Using a mutable object is not bad in itself, it becomes bad in a functional programming environment, where you try to avoid side-effects by keeping functions pure and objects immutable.
However, if you create a mutable object inside a function and modify this object, the function is still pure if you don't release a reference to this object outside the function. It is acceptable to have code like:
def buildVector( x: Double, y: Double, z: Double ): Vector[Double] = {
val ary = Array.ofDim[Double]( 3 )
ary( 0 ) = x
ary( 1 ) = y
ary( 2 ) = z
ary.toVector
}
Now, I think this approach is useful/recommended in two cases: (1) Performance, if creating and modifying an immutable object is a bottleneck of your whole application; (2) Code readability, because sometimes it's easier to modify a complex object in place (rather than resorting to lenses, zippers, etc.)
In addition to dhg's answer, you can take a look to the performance of the scala collections. If an add/remove operation doesn't take a linear time, it must do something else than just simply copying the entire structure. (Note that the converse is not true: it's not beacuase it takes linear time that your copying the whole structure)
I like to use collections.maps as the declared parameter types (input or return values) rather than mutable or immutable maps. The Collections maps are immutable interfaces that work for both types of implementations. A consumer method using a map really doesn't need to know about a map implementation or how it was constructed. (It's really none of its business anyway).
If you go with the approach of hiding a map's particular construction (be it mutable or immutable) from the consumers who use it then you're still getting an essentially immutable map downstream. And by using collection.Map as an immutable interface you completely remove all the ".toMap" inefficiency that you would have with consumers written to use immutable.Map typed objects.
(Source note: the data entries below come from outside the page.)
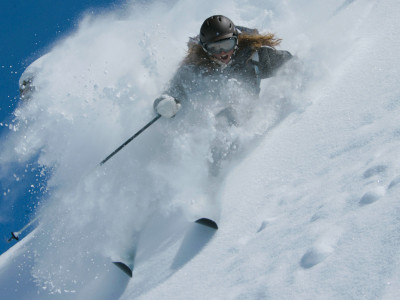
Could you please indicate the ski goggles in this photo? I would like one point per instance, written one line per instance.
(221, 46)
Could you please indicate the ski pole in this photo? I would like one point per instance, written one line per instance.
(15, 234)
(129, 140)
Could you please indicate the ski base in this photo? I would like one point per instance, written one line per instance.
(129, 270)
(207, 222)
(124, 268)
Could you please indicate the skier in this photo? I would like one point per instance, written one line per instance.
(222, 52)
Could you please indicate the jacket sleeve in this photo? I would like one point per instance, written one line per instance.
(270, 60)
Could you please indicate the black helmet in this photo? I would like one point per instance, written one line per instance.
(216, 28)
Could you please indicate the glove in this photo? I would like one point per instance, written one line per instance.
(166, 106)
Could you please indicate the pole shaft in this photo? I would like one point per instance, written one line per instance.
(129, 140)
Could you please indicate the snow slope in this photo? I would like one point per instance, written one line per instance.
(309, 209)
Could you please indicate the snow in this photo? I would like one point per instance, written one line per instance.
(307, 209)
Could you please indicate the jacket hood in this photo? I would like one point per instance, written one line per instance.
(247, 43)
Having to convert a completely constructed map into another one simply to comply to an interface not supported by the first one really is absolutely unnecessary overhead when you think about it.
I suspect in a few years from now we'll look back at the three separate sets of interfaces (mutable maps, immutable maps, and collections maps) and realize that 99% of the time only 2 are really needed (mutable and collections) and that using the (unfortunately) default immutable map interface really adds a lot of unnecessary overhead for the "Scalable Language".